Yep there with a 10 month old. Been told just wait. 18 months will be worse.


----------



## Stosh (Jun 26, 2010)

Don't worry, Angus will grow a brain at 2 and start using it at 3!!


----------



## Dakotasmom23 (Jan 11, 2012)

jocoyn said:


> Yep there with a 10 month old. Been told just wait. 18 months will be worse.


----------



## Daisy&Lucky's Mom (Apr 24, 2011)

Things like this and destruction of property are why to this day if i start to d### something Daisy thinks I'm calling her . I swear I was just like Bill Cosby's dad in his routine when Bill thought Jesus Christ was his name. That was Daisy. The person who posted grows a brain at 2 and learns to use it at 3,they are correct. It will be worth it and you will talk fur parents out of punting their pup.


----------



## parrottrl (Feb 28, 2012)

My Gracie will be five months this coming week and has decided that intermittent obedience is more her style now. 
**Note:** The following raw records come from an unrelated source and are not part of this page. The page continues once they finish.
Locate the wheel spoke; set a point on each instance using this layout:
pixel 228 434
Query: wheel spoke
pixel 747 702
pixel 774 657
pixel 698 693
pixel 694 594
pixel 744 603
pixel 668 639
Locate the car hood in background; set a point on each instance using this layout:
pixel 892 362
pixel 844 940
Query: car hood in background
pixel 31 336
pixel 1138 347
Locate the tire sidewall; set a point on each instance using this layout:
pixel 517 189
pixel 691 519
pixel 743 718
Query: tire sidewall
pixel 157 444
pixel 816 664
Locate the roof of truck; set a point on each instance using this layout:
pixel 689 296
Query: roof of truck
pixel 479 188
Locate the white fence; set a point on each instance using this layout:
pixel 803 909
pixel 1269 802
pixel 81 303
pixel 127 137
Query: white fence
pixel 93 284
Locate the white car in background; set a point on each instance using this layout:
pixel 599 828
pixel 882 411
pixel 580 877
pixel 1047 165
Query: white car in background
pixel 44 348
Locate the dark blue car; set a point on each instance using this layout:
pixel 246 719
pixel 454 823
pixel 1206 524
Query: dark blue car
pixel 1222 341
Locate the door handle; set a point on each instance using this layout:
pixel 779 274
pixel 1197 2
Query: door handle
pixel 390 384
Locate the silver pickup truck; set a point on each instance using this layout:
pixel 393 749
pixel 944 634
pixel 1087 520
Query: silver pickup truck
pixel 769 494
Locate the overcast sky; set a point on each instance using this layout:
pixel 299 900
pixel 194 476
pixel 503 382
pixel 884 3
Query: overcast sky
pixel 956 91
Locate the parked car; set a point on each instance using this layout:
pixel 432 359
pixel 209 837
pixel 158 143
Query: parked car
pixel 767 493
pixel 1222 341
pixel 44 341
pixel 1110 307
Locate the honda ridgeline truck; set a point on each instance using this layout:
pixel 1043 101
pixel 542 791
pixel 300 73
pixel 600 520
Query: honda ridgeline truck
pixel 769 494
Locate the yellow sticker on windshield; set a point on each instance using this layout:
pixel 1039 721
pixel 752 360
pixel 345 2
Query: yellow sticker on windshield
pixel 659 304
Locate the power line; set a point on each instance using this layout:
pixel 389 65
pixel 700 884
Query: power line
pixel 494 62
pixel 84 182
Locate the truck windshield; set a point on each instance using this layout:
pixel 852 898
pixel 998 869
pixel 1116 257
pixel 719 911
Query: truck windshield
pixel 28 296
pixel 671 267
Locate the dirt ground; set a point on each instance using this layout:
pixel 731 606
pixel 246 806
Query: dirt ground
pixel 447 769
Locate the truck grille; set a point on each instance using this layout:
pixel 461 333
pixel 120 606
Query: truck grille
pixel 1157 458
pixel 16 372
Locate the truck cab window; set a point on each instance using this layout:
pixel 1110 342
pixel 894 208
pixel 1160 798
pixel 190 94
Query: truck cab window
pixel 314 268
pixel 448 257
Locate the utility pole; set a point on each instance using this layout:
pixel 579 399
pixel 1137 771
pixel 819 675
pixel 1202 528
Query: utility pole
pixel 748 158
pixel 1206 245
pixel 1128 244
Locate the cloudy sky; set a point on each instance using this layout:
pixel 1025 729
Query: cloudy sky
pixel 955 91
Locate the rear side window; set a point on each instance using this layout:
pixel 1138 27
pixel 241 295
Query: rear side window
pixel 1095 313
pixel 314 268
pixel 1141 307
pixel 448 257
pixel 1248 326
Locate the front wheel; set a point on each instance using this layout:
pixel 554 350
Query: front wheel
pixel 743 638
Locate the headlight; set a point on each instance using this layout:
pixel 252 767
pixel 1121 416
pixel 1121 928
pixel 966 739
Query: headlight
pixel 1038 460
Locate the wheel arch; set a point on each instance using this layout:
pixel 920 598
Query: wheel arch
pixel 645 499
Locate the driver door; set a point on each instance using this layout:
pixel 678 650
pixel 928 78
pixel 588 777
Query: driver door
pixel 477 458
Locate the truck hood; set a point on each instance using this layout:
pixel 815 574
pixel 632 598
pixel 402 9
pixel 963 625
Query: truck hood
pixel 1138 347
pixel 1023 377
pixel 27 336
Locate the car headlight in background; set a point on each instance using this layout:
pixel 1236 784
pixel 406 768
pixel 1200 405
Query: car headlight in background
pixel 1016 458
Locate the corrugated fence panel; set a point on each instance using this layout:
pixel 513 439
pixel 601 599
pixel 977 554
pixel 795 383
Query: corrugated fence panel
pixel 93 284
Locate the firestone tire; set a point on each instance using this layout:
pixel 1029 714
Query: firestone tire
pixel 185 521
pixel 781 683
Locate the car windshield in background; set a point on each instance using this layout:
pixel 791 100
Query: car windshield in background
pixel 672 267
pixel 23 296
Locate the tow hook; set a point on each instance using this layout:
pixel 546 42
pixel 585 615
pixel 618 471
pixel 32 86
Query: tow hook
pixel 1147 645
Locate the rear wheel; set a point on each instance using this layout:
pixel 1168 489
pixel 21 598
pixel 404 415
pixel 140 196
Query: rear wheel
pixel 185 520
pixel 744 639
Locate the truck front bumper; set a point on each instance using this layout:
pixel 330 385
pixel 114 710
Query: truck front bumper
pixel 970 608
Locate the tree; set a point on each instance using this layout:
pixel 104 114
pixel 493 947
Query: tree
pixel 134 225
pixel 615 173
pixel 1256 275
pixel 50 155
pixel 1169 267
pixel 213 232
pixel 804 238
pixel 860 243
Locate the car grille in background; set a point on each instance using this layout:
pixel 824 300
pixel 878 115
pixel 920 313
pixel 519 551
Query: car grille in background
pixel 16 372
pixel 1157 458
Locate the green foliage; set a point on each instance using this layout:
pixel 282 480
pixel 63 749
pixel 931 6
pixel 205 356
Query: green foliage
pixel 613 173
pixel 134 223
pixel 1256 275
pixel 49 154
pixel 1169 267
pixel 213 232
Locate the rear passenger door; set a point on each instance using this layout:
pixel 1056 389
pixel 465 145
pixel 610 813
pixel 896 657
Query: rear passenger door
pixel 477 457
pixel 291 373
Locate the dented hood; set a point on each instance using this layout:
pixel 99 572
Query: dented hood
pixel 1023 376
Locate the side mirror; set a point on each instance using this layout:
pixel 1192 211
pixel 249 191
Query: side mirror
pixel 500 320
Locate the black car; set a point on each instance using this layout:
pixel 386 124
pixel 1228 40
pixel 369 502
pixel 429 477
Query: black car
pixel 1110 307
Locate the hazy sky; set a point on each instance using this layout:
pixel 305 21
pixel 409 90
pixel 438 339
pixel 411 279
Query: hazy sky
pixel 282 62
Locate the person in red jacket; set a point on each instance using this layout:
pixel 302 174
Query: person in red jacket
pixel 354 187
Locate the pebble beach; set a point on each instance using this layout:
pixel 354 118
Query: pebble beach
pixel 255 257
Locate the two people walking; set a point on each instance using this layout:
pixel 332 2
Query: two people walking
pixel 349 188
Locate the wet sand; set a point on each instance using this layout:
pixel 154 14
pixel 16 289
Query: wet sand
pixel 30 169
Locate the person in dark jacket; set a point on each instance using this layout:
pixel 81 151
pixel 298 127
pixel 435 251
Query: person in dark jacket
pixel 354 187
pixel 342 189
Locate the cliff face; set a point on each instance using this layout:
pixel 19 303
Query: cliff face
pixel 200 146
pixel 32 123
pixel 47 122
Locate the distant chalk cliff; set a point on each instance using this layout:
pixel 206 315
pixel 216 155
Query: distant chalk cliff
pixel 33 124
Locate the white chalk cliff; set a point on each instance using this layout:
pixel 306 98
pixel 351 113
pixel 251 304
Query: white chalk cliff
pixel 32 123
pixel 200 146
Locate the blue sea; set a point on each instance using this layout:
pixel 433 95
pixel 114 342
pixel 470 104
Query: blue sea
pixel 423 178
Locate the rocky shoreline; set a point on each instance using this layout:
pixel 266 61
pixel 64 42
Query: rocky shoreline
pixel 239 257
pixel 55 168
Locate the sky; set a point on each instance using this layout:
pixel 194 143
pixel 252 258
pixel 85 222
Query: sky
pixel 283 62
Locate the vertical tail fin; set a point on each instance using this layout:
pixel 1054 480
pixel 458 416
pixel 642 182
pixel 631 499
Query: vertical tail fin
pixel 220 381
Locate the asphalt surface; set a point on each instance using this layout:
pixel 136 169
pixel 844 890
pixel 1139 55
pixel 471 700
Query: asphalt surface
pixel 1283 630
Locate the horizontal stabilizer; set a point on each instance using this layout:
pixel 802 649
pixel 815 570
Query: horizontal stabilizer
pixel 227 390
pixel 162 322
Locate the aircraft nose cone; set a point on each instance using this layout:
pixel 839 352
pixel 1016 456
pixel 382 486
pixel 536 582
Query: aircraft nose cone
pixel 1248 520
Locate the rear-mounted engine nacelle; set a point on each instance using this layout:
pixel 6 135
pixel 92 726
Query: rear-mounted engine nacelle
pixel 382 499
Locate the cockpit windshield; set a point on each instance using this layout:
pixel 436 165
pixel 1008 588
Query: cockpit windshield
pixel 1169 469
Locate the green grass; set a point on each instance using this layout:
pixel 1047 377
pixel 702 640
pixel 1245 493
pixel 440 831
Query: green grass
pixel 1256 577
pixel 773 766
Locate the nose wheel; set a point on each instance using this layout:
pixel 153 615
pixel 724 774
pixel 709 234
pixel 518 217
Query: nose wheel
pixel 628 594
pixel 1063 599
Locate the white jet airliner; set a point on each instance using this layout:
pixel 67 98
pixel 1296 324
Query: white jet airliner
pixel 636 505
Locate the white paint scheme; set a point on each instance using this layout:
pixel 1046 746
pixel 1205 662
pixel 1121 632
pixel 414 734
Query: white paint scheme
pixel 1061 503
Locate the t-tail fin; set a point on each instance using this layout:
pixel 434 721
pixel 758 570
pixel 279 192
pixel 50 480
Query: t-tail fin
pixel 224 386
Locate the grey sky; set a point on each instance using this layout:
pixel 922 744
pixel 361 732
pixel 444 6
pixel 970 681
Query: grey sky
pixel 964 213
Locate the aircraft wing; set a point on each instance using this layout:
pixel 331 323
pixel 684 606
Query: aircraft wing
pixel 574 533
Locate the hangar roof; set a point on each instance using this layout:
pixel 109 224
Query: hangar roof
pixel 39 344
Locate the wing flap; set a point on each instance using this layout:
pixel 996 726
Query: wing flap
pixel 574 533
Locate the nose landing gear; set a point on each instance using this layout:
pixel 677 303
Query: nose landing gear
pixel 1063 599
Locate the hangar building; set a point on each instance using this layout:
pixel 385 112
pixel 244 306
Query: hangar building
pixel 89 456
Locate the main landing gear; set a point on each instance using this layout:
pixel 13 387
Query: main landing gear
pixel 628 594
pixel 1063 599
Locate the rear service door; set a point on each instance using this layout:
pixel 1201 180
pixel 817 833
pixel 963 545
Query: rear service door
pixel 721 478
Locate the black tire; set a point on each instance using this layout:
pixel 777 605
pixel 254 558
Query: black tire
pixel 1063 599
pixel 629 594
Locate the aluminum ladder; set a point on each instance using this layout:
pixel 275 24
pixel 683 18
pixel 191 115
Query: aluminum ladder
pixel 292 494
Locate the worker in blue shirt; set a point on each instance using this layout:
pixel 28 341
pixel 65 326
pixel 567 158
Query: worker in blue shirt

I had been told previously that she seems very advanced for her age. At first, I thought this was a nice compliment. Now, I know that 'advanced' is simply code for 'psychotic'.


----------



## doggiedad (Dec 2, 2007)

i read "when your dog isn't doing what you want you
have to stop and ask yourself what am i doing wrong"?
a phase happens when you're not doing something right
in your training. it's easy to say a phase or blame the dog
when training isn't working. be consistant in your training
phase and the pup will be consistant in the learning phase.



AngusMcGee said:


> Holy buckets Angus is such a trying little boy right now!! 8 mos old and he's completely forgotten how to walk in his harness, sit, drop it, you name it. I know he's just
> 
> >>> going through a phase<<<
> 
> but man alive it's taking everything in me to not punt him over our fence every day. Okay not that bad, but you know what I mean. Not looking for advice or anything on this issue, just had to vent a little :crazy:


----------



## Cassie44 (May 3, 2012)

My Cassie is 14 weeks old and I'm starting to feel out of control with her some days. She gets exercise and lots of play but when I need her to move or correct her for chasing the cat she lunges and tries to bite me. My reaction is to throw her outside when I lose my patience because I don't want to react in a way that will make it worse. Any suggestions for when they lunge and bite? Anything physical seems to just egg her on.


----------



## KZoppa (Aug 14, 2010)

back to basics for everyone! have fun! lol. I remember when Shasta was in the first serious butthead stage, i had to start back at square one and heavily reinforce EVERYTHING. If i told her to sit and she looked at me like she had no idea what I just said, I had to jerk her collar a bit, pop the leash.... and she was tethered to me again in the house. We need to refresh her memory on recall right now but everything else she's good on at 2 years old. She has started another bonehead stage though....


----------



## LoveEcho (Mar 4, 2011)

I still have very vivid memories of calling my friend when Echo was that age and crying about how he was an evil little butthead....


----------



## Sunflowers (Feb 17, 2012)

Beginnings of a butthead here, too. 

Today my dog, who always pooed on command and at the same times each day, decided he just won't poo until 2 PM. By afternoon, I was worried that he had some sort of blockage, even though he was playful and his belly was not hard. 

Every hour I took him out, even tried briefly crating, then out again. 
I think he figured out that until he goes, we stay outside. When he came and sat for me to throw the toy I had hidden under my shirt, I said, "No...go poo." He promptly launched gracefully and bit my behind. 

Sigh...


----------



## katdog5911 (Sep 24, 2011)

ME: Sit
STELLA: Sit? Never heard that before.
ME: Sit!
STELLA: I know you're not talking to me.
ME: SIT
STELLA: If I don't look at you, then I don't have to listen.
ME: SIT!!!!!
STELLA: Well, ok. I guess I will. But I will sit over here not over there....

LOL. That is how things were not very long ago. Stella (11 months now) was totally ignoring everything I said. We went back to basics and NILIF. She seems to be coming out of that phase right now. Hope it lasts....


----------



## chelle (Feb 1, 2009)

katdog5911 said:


> ME: Sit
> STELLA: Sit? Never heard that before.
> ME: Sit!
> STELLA: I know you're not talking to me.
> ...


Haha!!!!!!!! Thanks for the giggle. I can totally relate.


----------